What is best practice for overclocking / undervolting a 50xx in Linux?

foldinghomealone · Post by **foldinghomealone** » Thu Oct 09, 2025 7:02 am

Hi there,

I just managed to set up a FAH client in Xubuntu with my new 5080.

As I never used Linux before, how can I overclock and/or undervolt a 5080?
What is the best testing method as I don't want to dump too many WUs?

Thanks in advance

muziqaz · Post by **muziqaz** » Thu Oct 09, 2025 7:19 am

Best practice is to keep it how god (Jensen or Man in the jacket) intended. That way when things fail, you know it is not your hardware

Post by **Joe_H** » Thu Oct 09, 2025 4:12 pm

With the more recent GPUs experience is to let the firmware handle clocking and voltages. Control the GPU through setting power limits or thermal limits.

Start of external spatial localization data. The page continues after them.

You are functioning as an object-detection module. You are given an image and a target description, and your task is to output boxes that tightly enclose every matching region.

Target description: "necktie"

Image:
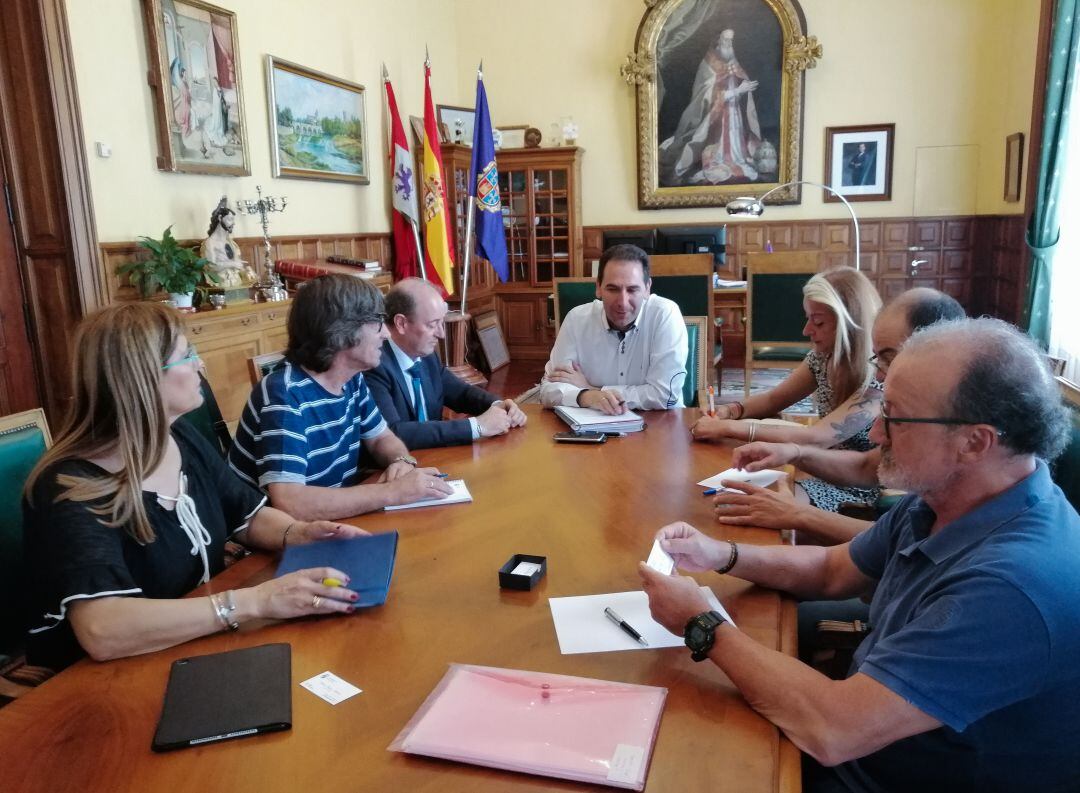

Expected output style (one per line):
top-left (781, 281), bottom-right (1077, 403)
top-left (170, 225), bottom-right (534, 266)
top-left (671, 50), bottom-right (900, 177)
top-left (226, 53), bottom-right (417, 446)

top-left (408, 363), bottom-right (428, 422)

Albuquerquefx · Post by **Albuquerquefx** » Thu Oct 09, 2025 8:34 pm

Since the question is about how to undervolt + overclock, I'm going to answer the question rather than opine on the merits. This is gonna be long, I assume you're OK with reading.

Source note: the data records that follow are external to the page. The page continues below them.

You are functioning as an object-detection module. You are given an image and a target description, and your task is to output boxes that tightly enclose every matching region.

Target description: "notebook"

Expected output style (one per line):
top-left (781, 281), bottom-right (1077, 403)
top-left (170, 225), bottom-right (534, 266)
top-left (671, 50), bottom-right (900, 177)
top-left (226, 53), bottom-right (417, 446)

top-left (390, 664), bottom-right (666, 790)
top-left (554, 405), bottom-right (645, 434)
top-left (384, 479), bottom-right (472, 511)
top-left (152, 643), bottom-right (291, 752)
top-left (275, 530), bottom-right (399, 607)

If you're accustomed to a Windows-esque undervolt + overclock experience, you're in for a hard time. Getting a proper undervolt + overclock in Linux is a mostly command-line driven set of tasks. Also, to be really honest, I find the GPU load / stability testing methods available in Linux sorely lacking. Speaking only for me and my experience over the past decade or so, I much prefer to test the card's limits and stability within Windows, where I can run expanded GPU tests like Kombustor or 3DMark or the like. I also like how fine grained we can get with MSI Afterburner or Asus's GPU utility whatever it's called (can you tell I don't use it? heh...) Then I take good notes and move to Linux to implement those limits.

Purely for example sake, let's take my personal RTX 4090 on my dedicated folding rig. Under Windows 10 OS, after weeks of load testing, stability testing, and playing video games (

) I arrived at a fully stable undervolt + overclock combo of 0.950v at 2745MHz. Great! Now how do we translate those settings into Linux?

FIrst, you'll need Coolbits enabled, which means you need the NVIDIA blackbox driver as Nouveau can't do it. Getting the driver is pretty straightforward, however Coolbits isn't always so easy. There's a litany of examples online on how you can use nvidia-settings, or edit xorg.conf, or depending on your distro you might use an override file or some such, to get Coolbits fully enabled. I'll tell you right now sometimes it SUCKS getting Coolbits to fully enable. Both of my dedicated Folding boxes are Fedora because, again speaking only for myself, I have the most success getting Coolbits enabled under Fedora versus Ubuntu LTS versus the other various distro or three I bounced through and gave up on. Coolbits is what enables clock management, which is obviously required for any quantity of overclocking.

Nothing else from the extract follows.